This retrospective study on long-term outcomes in osteogenesis imperfecta type VI found that patients who received intravenous bisphosphonate treatment had an increase in lumbar spine areal bone mineral density, a higher final height z-score, and some reshaping of vertebral bodies.

Introduction

Osteogenesis imperfecta (OI) type VI is an ultra-rare bone fragility disorder caused by recessive mutations in SERPINF1. Here, we describe long-term outcomes in OI type VI and compare the clinical phenotypes caused by different types of SERPINF1 mutations.

Methods

This study includes a retrospective chart review of 13 individuals with OI type VI.

Results

In the absence of therapy, lumbar spine areal bone mineral density (BMD) did not increase during childhood and longitudinal growth seemed to stall after the age of 6 to 8 years. The phenotype was similar between individuals with different types of SERPINF1 mutations. Intravenous bisphosphonate treatment was associated with an increase in lumbar spine areal BMD and some reshaping of compressed vertebral bodies.
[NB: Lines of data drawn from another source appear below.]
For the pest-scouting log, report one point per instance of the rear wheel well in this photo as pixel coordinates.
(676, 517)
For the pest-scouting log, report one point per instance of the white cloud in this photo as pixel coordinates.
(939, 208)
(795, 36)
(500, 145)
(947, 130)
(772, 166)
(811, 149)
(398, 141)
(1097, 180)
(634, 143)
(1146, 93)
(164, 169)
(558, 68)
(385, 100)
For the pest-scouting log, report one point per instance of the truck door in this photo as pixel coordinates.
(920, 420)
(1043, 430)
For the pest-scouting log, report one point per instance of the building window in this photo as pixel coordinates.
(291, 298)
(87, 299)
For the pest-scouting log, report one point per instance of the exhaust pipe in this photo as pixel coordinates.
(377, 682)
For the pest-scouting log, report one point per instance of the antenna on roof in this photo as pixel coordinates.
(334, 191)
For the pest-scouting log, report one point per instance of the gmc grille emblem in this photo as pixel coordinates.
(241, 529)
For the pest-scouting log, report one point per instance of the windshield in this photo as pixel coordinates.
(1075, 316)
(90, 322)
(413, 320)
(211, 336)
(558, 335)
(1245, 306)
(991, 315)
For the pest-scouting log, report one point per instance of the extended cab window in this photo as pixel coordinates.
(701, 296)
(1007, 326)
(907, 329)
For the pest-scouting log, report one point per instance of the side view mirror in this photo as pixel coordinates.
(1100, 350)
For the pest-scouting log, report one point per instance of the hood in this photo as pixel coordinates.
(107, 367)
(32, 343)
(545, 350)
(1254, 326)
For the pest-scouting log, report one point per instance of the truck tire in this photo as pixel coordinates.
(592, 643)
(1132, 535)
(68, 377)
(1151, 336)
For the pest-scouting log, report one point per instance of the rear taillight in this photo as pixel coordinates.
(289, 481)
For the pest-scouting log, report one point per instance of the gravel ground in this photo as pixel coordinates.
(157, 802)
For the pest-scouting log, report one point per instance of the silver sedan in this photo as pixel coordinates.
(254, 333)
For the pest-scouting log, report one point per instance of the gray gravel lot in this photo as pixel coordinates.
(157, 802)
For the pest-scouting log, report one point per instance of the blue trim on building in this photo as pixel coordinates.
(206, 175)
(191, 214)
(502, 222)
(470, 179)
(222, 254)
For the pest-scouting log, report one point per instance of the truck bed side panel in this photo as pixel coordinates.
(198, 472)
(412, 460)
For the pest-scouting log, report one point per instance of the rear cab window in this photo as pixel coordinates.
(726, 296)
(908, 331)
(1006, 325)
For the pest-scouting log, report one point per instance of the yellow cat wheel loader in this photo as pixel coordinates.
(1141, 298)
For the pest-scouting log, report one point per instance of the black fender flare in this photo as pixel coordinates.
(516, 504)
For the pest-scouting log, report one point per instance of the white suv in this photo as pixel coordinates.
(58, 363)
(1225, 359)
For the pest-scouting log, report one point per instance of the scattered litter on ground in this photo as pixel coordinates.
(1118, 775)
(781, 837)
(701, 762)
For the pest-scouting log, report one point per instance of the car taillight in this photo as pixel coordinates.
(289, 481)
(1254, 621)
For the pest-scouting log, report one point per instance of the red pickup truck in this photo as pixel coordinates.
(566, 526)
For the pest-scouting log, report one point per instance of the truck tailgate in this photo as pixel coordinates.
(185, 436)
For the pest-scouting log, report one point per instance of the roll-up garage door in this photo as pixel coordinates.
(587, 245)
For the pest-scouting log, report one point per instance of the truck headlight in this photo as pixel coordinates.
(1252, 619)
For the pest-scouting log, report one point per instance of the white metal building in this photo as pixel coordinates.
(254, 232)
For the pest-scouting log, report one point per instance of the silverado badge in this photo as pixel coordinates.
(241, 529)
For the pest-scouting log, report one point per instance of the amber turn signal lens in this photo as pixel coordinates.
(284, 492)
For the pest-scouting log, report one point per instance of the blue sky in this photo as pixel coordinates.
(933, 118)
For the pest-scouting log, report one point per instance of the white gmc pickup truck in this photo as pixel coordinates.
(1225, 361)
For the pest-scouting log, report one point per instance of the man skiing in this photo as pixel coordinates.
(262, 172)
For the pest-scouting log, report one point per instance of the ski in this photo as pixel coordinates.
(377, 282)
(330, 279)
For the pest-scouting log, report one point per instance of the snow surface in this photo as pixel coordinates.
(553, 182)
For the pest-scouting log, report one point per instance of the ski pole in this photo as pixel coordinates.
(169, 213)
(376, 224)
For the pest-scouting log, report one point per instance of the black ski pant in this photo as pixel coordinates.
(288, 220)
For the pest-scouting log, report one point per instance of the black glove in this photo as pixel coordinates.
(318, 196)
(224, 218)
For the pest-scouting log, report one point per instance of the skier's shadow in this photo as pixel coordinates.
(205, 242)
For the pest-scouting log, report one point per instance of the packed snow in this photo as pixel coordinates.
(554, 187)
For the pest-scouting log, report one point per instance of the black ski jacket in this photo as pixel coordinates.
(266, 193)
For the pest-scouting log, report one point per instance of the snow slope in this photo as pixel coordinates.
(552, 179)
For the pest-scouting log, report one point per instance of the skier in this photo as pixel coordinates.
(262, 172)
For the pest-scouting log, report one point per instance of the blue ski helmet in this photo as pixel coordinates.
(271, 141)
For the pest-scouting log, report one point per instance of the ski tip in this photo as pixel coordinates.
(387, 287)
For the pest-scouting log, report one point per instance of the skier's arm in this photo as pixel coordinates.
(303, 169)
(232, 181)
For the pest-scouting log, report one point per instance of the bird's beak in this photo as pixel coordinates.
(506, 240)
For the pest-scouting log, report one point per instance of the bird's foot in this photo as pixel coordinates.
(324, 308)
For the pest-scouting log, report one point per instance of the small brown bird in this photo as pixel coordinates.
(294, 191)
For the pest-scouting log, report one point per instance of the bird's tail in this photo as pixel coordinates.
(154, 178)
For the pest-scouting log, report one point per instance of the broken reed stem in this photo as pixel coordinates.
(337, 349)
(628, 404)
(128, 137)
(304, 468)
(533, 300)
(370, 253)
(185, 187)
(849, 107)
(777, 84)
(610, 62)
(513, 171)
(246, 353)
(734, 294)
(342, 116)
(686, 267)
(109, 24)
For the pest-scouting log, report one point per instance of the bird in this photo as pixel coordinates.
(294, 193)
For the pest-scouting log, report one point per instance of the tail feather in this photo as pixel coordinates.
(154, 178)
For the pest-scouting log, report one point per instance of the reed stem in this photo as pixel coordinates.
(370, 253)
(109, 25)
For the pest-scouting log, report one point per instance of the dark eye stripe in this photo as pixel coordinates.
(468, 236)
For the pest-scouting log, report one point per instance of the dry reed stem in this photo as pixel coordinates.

Patients who had started bisphosphonate treatment early (before the age of 6 years) were taller than patients who had received bisphosphonate treatment later during their growing years. Lower extremity fractures were frequent despite bisphosphonate treatment and scoliosis was present in all patients who had reached the final height. Most patients had restricted mobility. In four patients, intravenous bisphosphonate treatment was eventually substituted by subcutaneous injections of denosumab, without clear changes in the clinical picture.

Conclusions

Patients with OI type VI who received intravenous bisphosphonate treatment during growth had an increase in lumbar spine areal BMD, a higher final height z-score, and presented some reshaping of vertebral bodies. More effective treatment modalities are clearly required in OI type VI.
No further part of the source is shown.